Researchers at RedLock, a cloud monitoring and defense firm, have published a report stating Tesla’s Amazon Web Service cloud platform has been compromised by hackers “cryptojacking”. While hackers of the past may have stealthily accessed and stole private information, with cryptojacking, the only thing being hijacked is computing power.
Hackers act with out permission and use computing power for cryptocurrency mining which is routed to the thieve’s wallets. Targets may range anywhere from individual home PCs, small businesses, huge institutions, schools, and even industrial control systems. Cryptojacking starting making its emergence sometime in mid 2017 and there already has been several cases of it being use against large companies (ie: Aviva, Gemalto).
RedLock’s findings stated while doing routine scans across the internet for unsecured cloud servers, they discovered Tesla’s AWS cloud infrastructure was running mining malware. Tesla’s AWS cloud server showed to run a non-password protected Kubernetes (an administrative portal for cloud application services management). Once the Kubernete’s console was infiltrated, hackers were able to dig deeper and find a pod that contained access credentials to Tesla’s AWS environment. From there, hackers not only accessed private data, they also installed mining software which used some of Tesla’s massive computing power to mine cryptocurrencies.
The RedLock team listed a few ways hackers were able to remain undetected while the compromise occurred:
- Unlike other crypto mining incidents, the hackers did not use a well known public “mining pool” in this attack. Instead, they installed mining pool software and configured the malicious script to connect to an “unlisted” or semi-public endpoint. This makes it difficult for standard IP/domain based threat intelligence feeds to detect the malicious activity.
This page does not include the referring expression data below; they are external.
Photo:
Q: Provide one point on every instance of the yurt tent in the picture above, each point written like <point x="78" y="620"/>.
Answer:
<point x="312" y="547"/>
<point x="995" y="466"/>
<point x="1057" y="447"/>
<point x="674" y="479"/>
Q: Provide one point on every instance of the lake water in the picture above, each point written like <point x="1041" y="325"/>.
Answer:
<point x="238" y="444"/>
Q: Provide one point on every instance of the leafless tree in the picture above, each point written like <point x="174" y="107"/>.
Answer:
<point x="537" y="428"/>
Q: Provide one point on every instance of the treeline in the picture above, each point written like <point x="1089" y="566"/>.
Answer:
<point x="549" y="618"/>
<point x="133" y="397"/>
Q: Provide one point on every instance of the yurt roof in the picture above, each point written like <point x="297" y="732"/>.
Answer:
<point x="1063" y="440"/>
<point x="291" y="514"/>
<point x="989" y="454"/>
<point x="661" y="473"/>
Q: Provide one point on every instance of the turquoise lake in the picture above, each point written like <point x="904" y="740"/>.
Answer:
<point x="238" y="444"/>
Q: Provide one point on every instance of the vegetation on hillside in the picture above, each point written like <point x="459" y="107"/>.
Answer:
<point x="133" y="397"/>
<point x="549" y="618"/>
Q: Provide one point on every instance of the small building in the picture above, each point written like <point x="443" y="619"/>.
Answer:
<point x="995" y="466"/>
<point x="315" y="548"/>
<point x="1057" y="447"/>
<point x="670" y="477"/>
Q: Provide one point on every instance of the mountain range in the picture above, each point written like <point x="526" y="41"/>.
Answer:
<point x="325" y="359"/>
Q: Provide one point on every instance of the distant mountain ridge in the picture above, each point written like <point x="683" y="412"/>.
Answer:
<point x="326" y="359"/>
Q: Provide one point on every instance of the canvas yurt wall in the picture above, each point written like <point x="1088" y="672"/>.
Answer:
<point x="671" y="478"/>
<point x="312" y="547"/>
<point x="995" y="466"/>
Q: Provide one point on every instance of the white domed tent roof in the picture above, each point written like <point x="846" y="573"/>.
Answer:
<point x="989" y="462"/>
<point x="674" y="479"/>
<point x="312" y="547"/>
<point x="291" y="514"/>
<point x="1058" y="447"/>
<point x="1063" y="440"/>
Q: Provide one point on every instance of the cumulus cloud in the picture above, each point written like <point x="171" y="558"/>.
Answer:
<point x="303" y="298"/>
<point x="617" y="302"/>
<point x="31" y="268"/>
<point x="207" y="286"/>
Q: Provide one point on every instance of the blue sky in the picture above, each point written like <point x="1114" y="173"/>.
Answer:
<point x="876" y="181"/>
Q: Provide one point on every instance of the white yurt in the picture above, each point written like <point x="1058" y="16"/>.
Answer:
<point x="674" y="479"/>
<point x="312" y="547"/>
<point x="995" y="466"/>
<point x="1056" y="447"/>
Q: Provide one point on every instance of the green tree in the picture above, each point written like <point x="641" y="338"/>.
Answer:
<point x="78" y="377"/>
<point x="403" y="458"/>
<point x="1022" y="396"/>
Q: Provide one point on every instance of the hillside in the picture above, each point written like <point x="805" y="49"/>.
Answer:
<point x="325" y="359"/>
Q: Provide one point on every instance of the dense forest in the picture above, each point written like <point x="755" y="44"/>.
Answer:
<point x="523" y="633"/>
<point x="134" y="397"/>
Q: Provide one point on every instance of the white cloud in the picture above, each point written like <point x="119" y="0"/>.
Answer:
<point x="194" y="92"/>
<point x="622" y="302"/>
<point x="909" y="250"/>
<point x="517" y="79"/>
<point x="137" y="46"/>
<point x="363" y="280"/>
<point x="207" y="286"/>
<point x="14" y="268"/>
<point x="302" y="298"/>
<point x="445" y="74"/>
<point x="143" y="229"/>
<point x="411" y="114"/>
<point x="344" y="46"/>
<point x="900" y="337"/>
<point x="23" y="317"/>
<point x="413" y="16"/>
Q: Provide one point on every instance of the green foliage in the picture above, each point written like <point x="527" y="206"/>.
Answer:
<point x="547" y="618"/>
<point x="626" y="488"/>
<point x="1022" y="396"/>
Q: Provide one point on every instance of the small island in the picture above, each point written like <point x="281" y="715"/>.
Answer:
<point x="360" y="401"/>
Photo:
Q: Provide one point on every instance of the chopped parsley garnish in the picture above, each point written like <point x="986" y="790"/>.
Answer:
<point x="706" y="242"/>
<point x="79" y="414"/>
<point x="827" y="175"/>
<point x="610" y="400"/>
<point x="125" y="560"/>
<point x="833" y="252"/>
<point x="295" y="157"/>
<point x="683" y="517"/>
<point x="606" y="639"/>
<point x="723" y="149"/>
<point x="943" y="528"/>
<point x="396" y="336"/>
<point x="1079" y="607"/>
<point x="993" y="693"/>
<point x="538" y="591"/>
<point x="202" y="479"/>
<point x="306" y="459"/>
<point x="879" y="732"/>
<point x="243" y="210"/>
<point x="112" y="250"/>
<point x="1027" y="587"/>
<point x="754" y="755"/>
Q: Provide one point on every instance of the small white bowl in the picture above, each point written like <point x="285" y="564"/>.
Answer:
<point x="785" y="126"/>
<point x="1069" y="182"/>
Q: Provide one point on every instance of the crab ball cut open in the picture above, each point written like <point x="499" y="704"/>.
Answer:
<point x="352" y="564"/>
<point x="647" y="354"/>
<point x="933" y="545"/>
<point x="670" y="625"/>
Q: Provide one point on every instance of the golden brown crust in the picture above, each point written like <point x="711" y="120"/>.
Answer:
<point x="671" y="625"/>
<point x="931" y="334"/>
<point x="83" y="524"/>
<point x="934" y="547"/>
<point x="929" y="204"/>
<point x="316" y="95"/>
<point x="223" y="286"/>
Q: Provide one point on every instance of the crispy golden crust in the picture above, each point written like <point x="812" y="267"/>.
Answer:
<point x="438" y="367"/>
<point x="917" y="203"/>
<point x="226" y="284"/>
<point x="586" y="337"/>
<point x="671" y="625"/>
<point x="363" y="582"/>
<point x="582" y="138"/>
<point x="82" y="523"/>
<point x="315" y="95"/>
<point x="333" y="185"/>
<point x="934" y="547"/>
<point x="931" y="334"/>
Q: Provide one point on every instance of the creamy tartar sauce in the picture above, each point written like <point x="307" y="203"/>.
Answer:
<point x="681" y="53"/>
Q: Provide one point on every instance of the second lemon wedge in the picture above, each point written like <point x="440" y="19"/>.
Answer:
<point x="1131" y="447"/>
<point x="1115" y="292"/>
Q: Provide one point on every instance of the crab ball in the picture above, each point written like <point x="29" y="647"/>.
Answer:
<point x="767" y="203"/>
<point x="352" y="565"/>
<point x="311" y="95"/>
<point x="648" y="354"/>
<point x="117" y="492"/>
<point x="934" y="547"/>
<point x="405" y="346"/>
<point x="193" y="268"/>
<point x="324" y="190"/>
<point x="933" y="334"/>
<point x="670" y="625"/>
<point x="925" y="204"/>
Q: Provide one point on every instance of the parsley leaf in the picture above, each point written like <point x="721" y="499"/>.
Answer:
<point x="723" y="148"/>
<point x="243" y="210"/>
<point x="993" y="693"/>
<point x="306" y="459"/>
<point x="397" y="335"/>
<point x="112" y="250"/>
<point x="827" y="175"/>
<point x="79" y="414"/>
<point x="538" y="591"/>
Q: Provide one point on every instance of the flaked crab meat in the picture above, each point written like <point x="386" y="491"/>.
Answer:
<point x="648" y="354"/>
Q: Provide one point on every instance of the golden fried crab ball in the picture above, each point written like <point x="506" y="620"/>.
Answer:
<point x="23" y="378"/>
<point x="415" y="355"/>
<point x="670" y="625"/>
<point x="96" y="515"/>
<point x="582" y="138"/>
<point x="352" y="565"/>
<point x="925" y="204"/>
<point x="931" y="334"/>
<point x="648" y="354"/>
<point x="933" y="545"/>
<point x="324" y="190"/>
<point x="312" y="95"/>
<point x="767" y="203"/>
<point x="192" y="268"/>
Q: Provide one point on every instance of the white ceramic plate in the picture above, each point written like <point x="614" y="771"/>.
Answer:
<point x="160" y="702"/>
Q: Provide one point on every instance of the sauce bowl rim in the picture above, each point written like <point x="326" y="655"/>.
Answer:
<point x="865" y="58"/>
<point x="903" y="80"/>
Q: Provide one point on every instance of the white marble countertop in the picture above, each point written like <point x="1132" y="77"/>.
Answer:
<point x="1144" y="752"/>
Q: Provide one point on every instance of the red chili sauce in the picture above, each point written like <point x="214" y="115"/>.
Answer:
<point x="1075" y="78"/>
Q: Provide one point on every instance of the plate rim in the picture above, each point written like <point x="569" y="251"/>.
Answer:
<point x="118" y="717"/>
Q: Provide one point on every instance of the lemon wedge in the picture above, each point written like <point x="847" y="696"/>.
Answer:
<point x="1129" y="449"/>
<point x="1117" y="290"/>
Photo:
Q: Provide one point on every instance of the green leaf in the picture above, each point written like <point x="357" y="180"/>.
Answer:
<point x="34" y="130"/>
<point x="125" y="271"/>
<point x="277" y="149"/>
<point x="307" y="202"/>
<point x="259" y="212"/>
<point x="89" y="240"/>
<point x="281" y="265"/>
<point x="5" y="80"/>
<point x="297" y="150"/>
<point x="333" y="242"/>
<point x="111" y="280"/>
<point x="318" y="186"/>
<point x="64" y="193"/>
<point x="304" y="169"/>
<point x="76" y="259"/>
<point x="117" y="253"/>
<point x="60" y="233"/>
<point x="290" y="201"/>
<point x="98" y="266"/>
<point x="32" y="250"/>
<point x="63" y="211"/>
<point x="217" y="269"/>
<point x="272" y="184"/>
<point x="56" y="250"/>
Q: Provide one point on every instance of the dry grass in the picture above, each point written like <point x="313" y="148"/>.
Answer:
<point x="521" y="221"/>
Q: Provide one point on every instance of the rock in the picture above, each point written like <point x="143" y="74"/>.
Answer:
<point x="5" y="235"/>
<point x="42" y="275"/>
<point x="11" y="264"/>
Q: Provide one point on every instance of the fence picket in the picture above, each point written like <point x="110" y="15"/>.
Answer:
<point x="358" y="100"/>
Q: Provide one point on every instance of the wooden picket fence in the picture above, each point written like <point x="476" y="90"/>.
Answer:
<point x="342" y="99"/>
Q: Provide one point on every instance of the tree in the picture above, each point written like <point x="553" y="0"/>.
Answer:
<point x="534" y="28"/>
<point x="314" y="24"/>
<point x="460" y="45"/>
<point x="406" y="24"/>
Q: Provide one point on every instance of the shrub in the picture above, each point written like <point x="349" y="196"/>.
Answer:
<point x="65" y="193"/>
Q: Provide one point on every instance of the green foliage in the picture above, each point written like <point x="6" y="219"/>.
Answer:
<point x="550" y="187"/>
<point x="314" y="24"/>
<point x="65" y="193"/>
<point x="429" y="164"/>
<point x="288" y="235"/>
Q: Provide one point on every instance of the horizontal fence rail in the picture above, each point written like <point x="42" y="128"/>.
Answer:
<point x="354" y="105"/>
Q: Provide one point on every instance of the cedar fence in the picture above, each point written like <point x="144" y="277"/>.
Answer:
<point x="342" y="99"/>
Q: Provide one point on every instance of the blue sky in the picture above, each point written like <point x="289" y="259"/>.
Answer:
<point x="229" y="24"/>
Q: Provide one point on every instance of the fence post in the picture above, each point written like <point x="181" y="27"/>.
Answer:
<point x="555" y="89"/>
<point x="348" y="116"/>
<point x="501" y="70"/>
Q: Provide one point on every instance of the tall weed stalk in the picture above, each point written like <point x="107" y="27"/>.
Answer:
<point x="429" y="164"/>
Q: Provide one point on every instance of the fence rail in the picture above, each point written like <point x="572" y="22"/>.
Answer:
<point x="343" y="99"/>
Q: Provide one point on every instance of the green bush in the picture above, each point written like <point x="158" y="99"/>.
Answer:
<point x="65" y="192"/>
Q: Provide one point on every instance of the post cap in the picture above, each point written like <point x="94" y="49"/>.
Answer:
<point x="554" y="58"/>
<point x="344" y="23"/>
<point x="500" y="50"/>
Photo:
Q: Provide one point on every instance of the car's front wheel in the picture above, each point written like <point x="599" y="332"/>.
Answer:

- The hackers also hid the true IP address of the mining pool server behind CloudFlare, a free content delivery network (CDN) service. The hackers can use a new IP address on-demand by registering for free CDN services. This makes IP address based detection of crypto mining activity even more challenging.
- Moreover, the mining software was configured to listen on a non-standard port which makes it hard to detect the malicious activity based on port traffic.
- Lastly, the team also observed on Tesla’s Kubernetes dashboard that CPU usage was not very high. The hackers had most likely configured the mining software to keep the usage low to evade detection.
Once the compromise and discovery of mining malware was discovered by RedLock, Tesla was informed and addressed by Tesla within hours. Tesla states no customer data has been stolen and the damage of the hack seemed to be limited to Tesla’s engineering test vehicles.
All though the total amount hackers earned from their illicit and very illegal mining scheme is unknown, it is reported that Tesla’s Bug Bounty program awarded the researchers at RedLock $3,1337 (1337 is leet aka elite in internet lingo) for discovering the hack.